シンプルな白いポットとカップ。それを手馴れた様子で扱うスターク。

驚いたことに、この破面は、一応は敵である あたしのために、お茶を淹れてもてなしてくれる気らしい。

「……お構いなく」


目の前に置かれた白いカップ。そこに湯気の立ち上る紅茶が注がれて。

先程までの面倒くさそうな動作からは思いもよらなかった丁寧な手つきに思わず見惚れていると、ふと顔を上げ、一瞬こちらに視線を走らせるスターク。

……今……笑った…………?


「……そういえば、名前聞いてなかったな」

「明里……明里深雪」

「深雪……か。いい名だな」

「…………どうも」

……破面に名前を褒められるって、一体…………。


『これ入れると美味しいんだよ!』…と、リリネットに砂糖3つにミルクを入れることを薦められ、一瞬、『嫌がらせか!?』という思いが脳裏をよぎるも、本人がソレを実践して見せてくれた上、物凄く美味しそうに飲んでいるところを見るに、純粋な好意だったらしい。(入れたフリして、砂糖はひとつに止めておいた。)

敵陣で、その敵と和やかに お茶を飲む、なんて、なにごとだろう。そもそも、あたしはなんで此処に連れてこられたんだ?


「あの……」

意を決して訊ねてみるつもりで口を開く。

と、その瞬間。

……まるで話の腰を折りに現れたかのように背後に感じた霊圧は……そう、間違えようもない。
 

「ああ……やっぱり、明里ちゃんや」


真っ白な衣装に身を包んだ その人は、袖で手を隠し、入り口にもたれるようにして立っている。
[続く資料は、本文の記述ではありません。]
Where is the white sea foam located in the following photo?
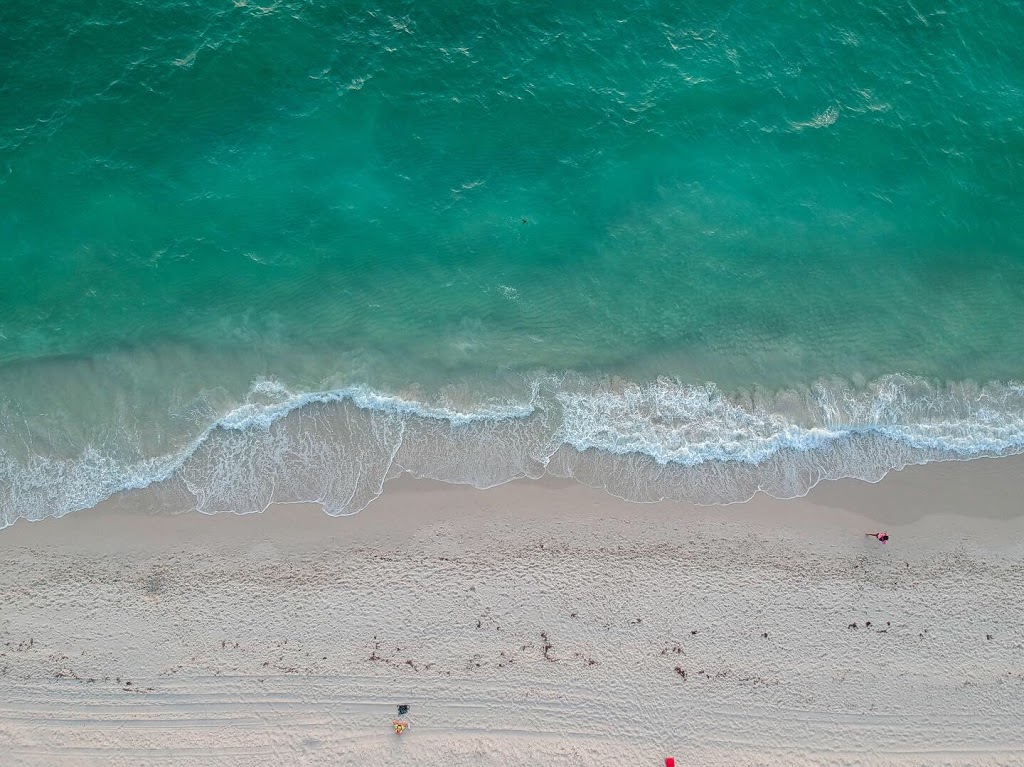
[0,375,1024,526]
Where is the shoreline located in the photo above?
[0,457,1024,766]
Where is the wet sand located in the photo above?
[0,458,1024,767]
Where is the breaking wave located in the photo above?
[0,375,1024,526]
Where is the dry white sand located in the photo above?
[0,459,1024,767]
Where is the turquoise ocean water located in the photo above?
[0,0,1024,525]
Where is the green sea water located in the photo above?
[0,0,1024,523]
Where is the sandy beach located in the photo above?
[0,458,1024,767]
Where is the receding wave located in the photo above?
[0,375,1024,526]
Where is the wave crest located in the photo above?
[0,375,1024,526]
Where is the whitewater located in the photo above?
[0,374,1024,526]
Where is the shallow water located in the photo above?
[0,0,1024,522]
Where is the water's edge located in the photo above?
[0,375,1024,527]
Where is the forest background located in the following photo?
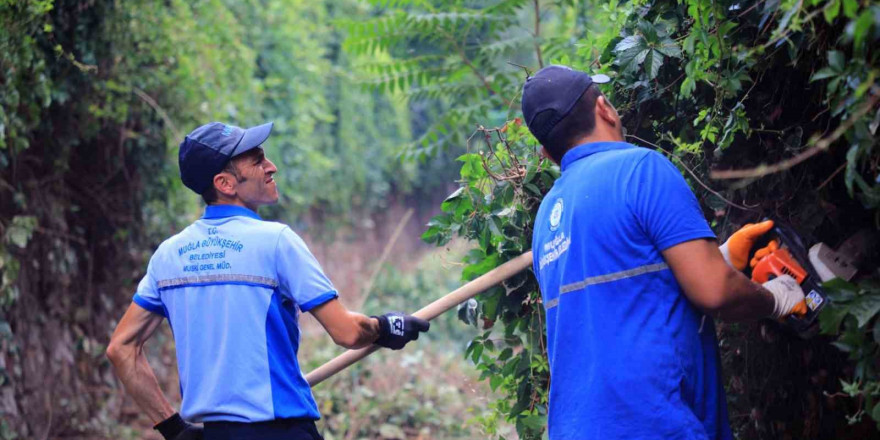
[0,0,880,439]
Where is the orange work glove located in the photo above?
[718,220,773,270]
[749,240,779,269]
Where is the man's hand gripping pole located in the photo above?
[306,251,532,386]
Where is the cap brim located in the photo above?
[233,122,275,157]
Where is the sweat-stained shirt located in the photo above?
[133,205,337,422]
[532,142,732,440]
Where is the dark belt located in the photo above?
[205,419,324,440]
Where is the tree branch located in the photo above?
[626,134,758,212]
[709,91,880,180]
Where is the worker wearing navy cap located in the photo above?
[522,66,804,440]
[107,122,429,440]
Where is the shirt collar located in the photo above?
[560,141,635,171]
[202,205,262,220]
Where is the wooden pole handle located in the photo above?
[306,251,532,386]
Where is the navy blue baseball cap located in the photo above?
[522,65,611,144]
[178,122,274,194]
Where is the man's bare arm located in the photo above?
[662,239,775,321]
[107,303,175,425]
[311,299,379,348]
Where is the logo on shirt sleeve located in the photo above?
[388,316,403,336]
[550,198,563,231]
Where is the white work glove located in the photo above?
[762,275,807,319]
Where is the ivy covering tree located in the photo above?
[352,0,880,438]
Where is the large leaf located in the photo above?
[645,50,663,79]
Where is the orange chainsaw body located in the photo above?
[752,221,827,338]
[752,248,807,284]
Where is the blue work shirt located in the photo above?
[532,142,732,440]
[134,205,337,422]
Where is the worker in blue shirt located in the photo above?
[522,66,804,440]
[107,122,429,440]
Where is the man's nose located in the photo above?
[266,158,278,174]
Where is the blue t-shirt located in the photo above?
[532,142,732,440]
[133,205,337,422]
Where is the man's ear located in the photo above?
[596,95,620,127]
[213,172,238,197]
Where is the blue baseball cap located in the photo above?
[522,65,611,143]
[178,122,274,194]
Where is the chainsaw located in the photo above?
[752,221,828,338]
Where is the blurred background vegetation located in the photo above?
[0,0,880,439]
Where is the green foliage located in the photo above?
[820,279,880,429]
[422,120,559,438]
[340,0,543,161]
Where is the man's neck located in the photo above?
[211,197,259,212]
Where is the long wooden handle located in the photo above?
[306,251,532,386]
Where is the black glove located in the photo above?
[373,312,431,350]
[153,413,205,440]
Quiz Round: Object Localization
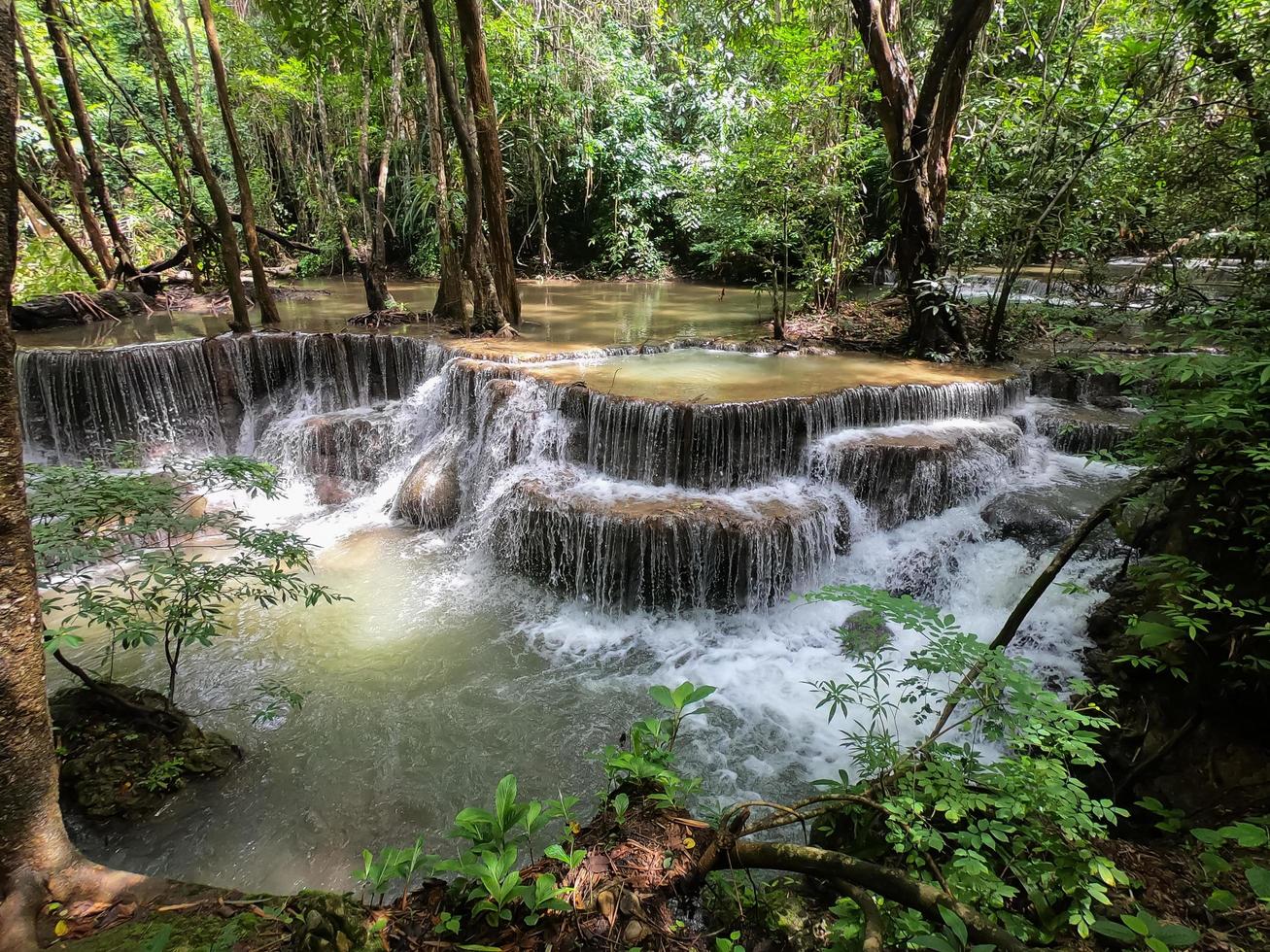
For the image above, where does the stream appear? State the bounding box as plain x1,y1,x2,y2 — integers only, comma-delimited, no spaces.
19,282,1124,893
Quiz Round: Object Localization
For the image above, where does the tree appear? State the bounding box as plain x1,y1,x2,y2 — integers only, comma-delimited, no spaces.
851,0,993,352
40,0,136,278
455,0,521,326
419,0,508,332
139,0,252,332
194,0,282,326
423,35,467,323
17,18,115,287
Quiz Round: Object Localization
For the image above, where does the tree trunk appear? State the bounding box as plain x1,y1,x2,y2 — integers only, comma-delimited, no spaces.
419,0,506,332
138,0,252,334
367,4,405,311
423,45,467,323
851,0,993,353
0,0,76,924
17,17,115,277
17,178,105,289
455,0,521,326
198,0,282,327
40,0,132,277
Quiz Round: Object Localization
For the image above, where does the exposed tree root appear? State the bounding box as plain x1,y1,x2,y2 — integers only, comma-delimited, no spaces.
723,843,1027,952
348,307,431,327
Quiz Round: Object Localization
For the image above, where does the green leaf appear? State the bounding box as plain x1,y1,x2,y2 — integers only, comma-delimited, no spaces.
909,935,956,952
1091,919,1138,942
1204,890,1238,912
939,906,971,945
1154,924,1199,948
1244,866,1270,900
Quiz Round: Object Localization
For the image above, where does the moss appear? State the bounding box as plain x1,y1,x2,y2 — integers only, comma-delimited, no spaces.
52,912,273,952
50,686,241,819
見慣れない姿で……だけど、その銀色の髪だけは見間違いようがない。


「市、丸……隊長……」

できれば、このタイミングで会いたくなんかなかった。

そんなこちらの気持ちも知ってか知らずか、相変わらずの笑みを口許に貼り付けたまま足取りも軽く近付いてきて、あたしの頭を撫でた。

「元気やった?」

何事もなかったかのように。

そう……まるで出張か何かから戻ったときに、労ってくれたのと同じ調子で。


隊長の手が触れた瞬間、思わず びくんと身体が強張る。

それを見て、楽しげに口角を引き上げる隊長。


「……すまねぇけど、再会の挨拶は後にしてくれねぇか?勝手に連れてきちまったのは悪かったけど、こっちも話の途中なんでな」

「あらら、残念。ほんなら、藍染さんにはボクから言うとくな?スタークのお客さんやて」

何やら妙に楽しげな笑みを見せつつ、隊長は あたしに手を振って部屋を出て行った。

その姿を見送って、スタークは大きく溜息を吐く。

「悪かったな。自分とこを裏切ったヤツと、心の準備もなく再会するってのも、ちょっとキツかったよな」


なんだろう……敵を目の前にしているとは思えない柔らかい空気。

この破面は、本気で あたしのことを心配している。


…………いや。そんなこと、あるわけが……。



   *   *   *   *   



偵察に出ていた誰かの従属官が持ち帰った映像のチェックを買って出たのは、リリネットが現世の様子を見たがったからだ。

嫌々、引き受けた仕事だ。リリネットが興味を持った箇所を見せたら、あとは おざなりに不審な点がないかだけ確認して。

その地域で、雑魚虚の処理や魂葬なんて雑務をしている死神なんて、目に留める必要はどこにもない。

けれど……映像の最後に写っていた死神の姿に、不意に目が釘付けになった。上位席官ではあるのだろうが……その力は、せいぜい6席か7席、というところか。


そいつは、何かを見て泣いていて。

それが、何故だかわからないが、とても気になったんだ。




「……というのをそのまま口に出しちまったもんだから、リリネットが張り切って、あんたを迎えにいっちまった、と。ま、こういう経緯な訳だが」

スタークの科白を聞き終わるが早いか、あたしは思わずテーブルに突っ伏した。

…………なんだ、ソレ。


まあ、泣いてた、というのは『彼女』を見掛けた あの時なのだろう。

リリネットが、あたしを連れ帰ろうと思うほど、泣いている わたしの映像に興味を惹かれていた、なんて話を面と向かって聞かされれば、ひょっとして口説かれているのかとすら思うけど。


面倒くさそうな言動と、微かな笑み以外、まるで変化のない表情。


未だ混乱する頭で あたしは、どうしたら この男に一泡吹かせられるんだろうと、ぼんやり意味のないことを考えていた……。